This leadership change follows the tenure of Jean-François Palus, who stepped in as Gucci's CEO in July 2023 during a challenging period for the brand. Palus's role was intended to be transitional, focusing on stabilizing the company, setting strategic priorities, and recruiting key talent—including his own successor. After concluding his duties at Gucci, Jean-François Palus is expected to return to his role as Managing Director at Kering, continuing to contribute to the group's overall strategy and operations.
In 2024, Kering's share price dropped nearly 40%, reducing its market value to €29.31 billion.
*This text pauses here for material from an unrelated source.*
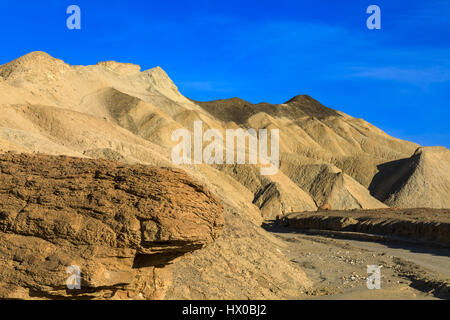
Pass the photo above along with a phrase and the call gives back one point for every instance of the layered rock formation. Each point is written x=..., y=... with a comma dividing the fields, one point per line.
x=121, y=225
x=115, y=111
This sharp decline reflects investor concerns over the company's performance, largely influenced by the struggles of its flagship brand, Gucci.
Gucci, which contributes almost half of Kering's revenue, has faced a substantial drop in sales starting in 2023. The first half of 2024 was particularly challenging, with revenue declining by 20% year-on-year. The most significant decrease occurred in the Asia-Pacific region (excluding Japan), where sales fell by 30% on a comparable basis.
Alessandro Michele, who had been Gucci's Creative Director since 2015, departed from the brand in November, 2022. Michele was instrumental in transforming Gucci with his maximalist and eclectic style, featuring bold colors, rich patterns, and gender-fluid designs that resonated with younger consumers. In early 2024, Sabato De Sarno was appointed as the new Creative Director. By introducing minimalist elegance, he seeks to appeal to customers who appreciate understated luxury and timeless pieces, thereby expanding Gucci's appeal
How challenging the current situation is for the new CEO, we'll hear very soon—the Q3 2024 Kering revenue report is due to be released on October 23rd.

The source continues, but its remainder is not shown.